Das Wichtigste in Kürze

  • Sollten Sie die den Datenschutz nach DS-GVO bewusst oder unbewusst verletzt haben, müssen Sie dies unter Umständen als Datenschutz-Verstoß melden.
  • Für die Meldung besteht ein erstes Zeitfenster von 72 Stunden nach Bekanntwerden des Verstoßes.
  • Der DSB ist Ihr erster Ansprechpartner für die Planung weiterer Schritte.
  • Bei der Meldung müssen Sie Informationen wie die Art des Verstoßes, die beteiligten Personen und eine Einschätzung der möglichen Folgen auflisten.
  • In bestimmten Fällen müssen zudem die betroffenen Personen benachrichtigt werden.
  • Um Verstöße gegen die DS-GVO zu vermeiden, sollten Sie von Anfang an auf einen qualifizierten Datenschutzbeauftragten setzen.

In diesem Beitrag

  1. Was ist überhaupt ein DS-GVO-Verstoß?
  2. Beispiele für DS-GVO Verstöße
  3. Wann und wie müssen Sie den DS-GVO-Verstoß melden?
  4. Wem muss ein DS-GVO-Verstoß gemeldet werden?
  5. In welchen Situationen kann die Meldung des DS-GVO-Verstoßes umgangen werden?
  6. Strafen bei einem DS-GVO-Verstoß
  7. Was passiert, wenn Sie einen DS-GVO-Verstoß nicht melden?
  8. So vermeiden Sie Verstöße von vorneherein
  9. Fazit: DS-GVO-Verstoß frühzeitig melden

Was ist überhaupt ein DS-GVO-Verstoß?

Zunächst sollten Sie wissen: Nicht jede Verletzung der DS-GVO ist meldepflichtig.

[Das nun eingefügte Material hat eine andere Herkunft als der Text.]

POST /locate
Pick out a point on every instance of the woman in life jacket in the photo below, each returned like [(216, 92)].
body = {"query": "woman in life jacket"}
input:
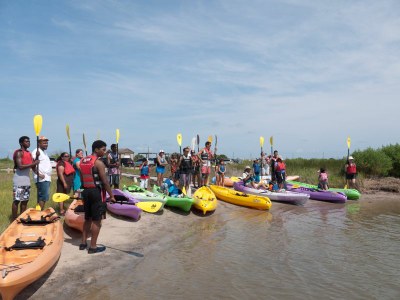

Es muss also zunächst geprüft werden, ob ein meldepflichtiger Verstoß i.S.d. Art. 32 DS-GVO vorliegt. Ihr Datenschutzbeauftragter kann Ihnen bei der Einschätzung helfen.

Beispiele für DS-GVO Verstöße

Ein klassischer Verstoß ist der unrechtmäßige Umgang mit personenbezogenen Daten. Wurden persönliche Informationen ohne Einwilligung oder gar gegen den Willen von Betroffenen gespeichert oder veröffentlicht, liegt eine Missachtung der DS-GVO vor.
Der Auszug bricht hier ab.